Adult neurons retain the developmental infrastructure to be able to regrow damaged axons, in principle, but this capability is repressed after early development ends. Researchers here explore the details of the controlling mechanism. The goal at the end of the day is to produce the means to unlock regrowth in adult nerve tissue, particularly the spinal column. A great deal of research and development in regenerative medicine is of this nature, a search for ways to reenable the processes of regulated growth that took place during early development.
It is commonly accepted that neurons of the central nervous system shut down their ability to grow when they no longer need it; this occurs normally after they have found their target cells and established synapses. However, recent findings show that old nerve cells have the potential to regrow and to repair damage similar to young neurons. "Actually, this is quite surprising. It is by no means a matter of course that young and adult nerve cells share the same mechanisms. Neurons show vigorous growth during embryonic development. Mature nerve cells, on the other hand, usually do not grow and fail to regenerate. Our study now reveals that although the ability to grow is inhibited in adult cells, the neurons keep the disposition for growth and regeneration."
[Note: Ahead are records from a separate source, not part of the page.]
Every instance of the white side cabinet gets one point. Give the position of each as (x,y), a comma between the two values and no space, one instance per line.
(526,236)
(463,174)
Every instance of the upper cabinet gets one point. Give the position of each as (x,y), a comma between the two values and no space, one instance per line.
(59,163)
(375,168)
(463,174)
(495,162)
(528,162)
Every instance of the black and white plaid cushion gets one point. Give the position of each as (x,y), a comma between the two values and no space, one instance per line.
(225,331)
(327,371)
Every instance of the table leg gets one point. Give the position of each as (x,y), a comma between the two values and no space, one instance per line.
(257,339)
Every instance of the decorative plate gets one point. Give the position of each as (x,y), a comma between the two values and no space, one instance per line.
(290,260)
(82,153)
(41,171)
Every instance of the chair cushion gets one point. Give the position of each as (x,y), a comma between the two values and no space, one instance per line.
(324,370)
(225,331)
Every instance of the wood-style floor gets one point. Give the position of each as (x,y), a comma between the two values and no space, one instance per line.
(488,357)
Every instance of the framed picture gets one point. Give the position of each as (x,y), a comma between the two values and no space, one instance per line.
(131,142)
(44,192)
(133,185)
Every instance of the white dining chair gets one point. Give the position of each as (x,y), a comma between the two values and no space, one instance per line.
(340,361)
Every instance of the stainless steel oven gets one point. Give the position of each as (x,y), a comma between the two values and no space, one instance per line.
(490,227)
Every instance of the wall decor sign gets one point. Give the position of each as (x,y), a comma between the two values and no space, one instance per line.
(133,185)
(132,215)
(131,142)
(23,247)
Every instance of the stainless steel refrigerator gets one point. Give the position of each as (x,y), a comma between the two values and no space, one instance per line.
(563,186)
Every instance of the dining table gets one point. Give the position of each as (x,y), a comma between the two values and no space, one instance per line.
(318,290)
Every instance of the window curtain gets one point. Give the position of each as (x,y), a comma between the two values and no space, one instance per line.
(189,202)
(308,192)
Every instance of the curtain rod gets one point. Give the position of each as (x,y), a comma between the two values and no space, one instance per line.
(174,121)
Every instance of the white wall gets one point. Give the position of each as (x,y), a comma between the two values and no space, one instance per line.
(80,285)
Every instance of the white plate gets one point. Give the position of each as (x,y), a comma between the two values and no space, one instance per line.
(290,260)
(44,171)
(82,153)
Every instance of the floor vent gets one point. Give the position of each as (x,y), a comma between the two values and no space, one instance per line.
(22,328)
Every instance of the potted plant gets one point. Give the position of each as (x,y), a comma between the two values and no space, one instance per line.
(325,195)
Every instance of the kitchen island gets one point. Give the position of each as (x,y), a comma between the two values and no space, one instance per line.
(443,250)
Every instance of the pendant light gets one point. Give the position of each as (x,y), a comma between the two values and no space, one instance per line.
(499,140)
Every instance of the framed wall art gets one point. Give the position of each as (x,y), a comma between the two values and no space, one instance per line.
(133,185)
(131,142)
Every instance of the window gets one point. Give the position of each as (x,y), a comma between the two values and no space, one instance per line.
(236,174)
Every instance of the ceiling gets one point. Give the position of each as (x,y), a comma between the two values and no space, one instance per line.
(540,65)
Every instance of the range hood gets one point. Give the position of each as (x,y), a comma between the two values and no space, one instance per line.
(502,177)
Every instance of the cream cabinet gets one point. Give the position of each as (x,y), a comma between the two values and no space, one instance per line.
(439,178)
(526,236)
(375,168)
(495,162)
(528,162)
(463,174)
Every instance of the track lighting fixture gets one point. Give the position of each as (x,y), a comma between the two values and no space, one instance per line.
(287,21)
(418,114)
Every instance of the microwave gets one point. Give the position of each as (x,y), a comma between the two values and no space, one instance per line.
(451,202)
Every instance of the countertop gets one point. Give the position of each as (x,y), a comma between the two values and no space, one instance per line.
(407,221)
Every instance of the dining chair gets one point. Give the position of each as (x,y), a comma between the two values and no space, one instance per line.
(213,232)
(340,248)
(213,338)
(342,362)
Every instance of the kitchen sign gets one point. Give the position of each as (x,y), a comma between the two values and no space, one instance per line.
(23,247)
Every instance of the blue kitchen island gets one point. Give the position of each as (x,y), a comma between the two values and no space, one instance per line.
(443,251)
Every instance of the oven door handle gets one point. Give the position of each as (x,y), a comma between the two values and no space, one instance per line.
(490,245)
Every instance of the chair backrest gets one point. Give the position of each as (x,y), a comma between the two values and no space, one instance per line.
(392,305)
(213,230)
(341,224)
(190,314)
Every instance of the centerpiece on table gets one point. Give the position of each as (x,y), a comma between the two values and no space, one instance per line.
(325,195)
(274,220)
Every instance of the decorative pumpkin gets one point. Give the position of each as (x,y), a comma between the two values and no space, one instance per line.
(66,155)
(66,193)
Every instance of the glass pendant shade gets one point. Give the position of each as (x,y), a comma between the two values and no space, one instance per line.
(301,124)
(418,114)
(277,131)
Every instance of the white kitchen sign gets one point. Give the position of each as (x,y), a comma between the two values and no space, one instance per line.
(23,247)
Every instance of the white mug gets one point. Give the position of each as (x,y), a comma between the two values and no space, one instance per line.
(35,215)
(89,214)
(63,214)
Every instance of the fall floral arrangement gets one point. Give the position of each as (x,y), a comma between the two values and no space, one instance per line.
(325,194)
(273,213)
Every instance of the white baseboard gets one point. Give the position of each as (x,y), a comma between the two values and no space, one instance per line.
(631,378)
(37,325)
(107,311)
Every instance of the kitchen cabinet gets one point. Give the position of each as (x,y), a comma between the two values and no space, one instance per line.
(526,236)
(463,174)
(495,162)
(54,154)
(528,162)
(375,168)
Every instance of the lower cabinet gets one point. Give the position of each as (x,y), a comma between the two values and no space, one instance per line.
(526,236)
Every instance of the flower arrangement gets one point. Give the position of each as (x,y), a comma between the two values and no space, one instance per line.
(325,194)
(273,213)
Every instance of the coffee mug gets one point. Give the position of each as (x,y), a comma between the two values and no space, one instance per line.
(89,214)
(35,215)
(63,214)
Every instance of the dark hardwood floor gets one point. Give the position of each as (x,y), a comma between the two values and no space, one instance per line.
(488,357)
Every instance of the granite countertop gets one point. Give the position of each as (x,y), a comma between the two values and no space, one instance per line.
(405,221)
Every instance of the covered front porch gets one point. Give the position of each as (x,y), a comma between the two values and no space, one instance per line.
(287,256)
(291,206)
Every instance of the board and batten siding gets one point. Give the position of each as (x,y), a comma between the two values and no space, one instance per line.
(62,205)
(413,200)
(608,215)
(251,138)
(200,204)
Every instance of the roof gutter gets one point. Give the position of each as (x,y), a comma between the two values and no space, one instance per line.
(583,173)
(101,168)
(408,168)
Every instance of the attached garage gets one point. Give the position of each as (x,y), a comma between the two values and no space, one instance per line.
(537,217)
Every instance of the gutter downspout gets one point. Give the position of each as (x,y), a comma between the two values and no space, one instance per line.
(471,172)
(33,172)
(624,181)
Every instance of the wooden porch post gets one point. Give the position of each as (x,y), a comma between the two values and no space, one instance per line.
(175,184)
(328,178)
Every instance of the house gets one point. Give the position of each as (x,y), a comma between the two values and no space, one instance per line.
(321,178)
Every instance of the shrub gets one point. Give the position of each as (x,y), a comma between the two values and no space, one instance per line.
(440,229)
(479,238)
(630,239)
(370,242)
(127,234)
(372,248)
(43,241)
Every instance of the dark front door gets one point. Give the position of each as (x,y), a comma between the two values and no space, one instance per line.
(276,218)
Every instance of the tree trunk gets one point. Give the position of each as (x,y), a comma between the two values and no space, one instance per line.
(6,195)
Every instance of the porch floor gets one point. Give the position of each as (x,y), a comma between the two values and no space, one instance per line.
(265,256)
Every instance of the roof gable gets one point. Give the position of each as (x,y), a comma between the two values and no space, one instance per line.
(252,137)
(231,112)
Neurons only show their growth talent during embryonic development. At this stage, they form long projections called axons in order to connect and thus transmit signals. However, the ability to grow and thus regrow after injury dwindles when the nervous system reaches the adult stage. Only neurons of the periphery, e. g. those in the arms and legs, retain a pronounced potential for mending damaged connections. However, if axons in the spinal cord are severed, they do not regrow. Consequently, the pathway for nerve impulses remains disturbed.
In recent years scientists identified various factors that influence the growth of neurons. Certain proteins - those of the cofilin/ADF family - proved to play a pivotal role. During embryonic development, these molecules control the formation of cell protuberances that ultimately evolve into axons. The scientists found that the growth and regrowth of neurons is fueled by the turnover of actin filaments. These string shaped molecules belong to the molecular scaffold that gives the cell its form and stability. The proteins of the cofilin/ADF family partially dissolve this corset. It is only through this breakup that the structure of the cell can change - and thus the neuron can grow and regenerate. "In our recent study, we found that it is precisely these proteins that drive growth and regeneration, also in adult neurons. An approach for future regenerative interventions could be to target actin."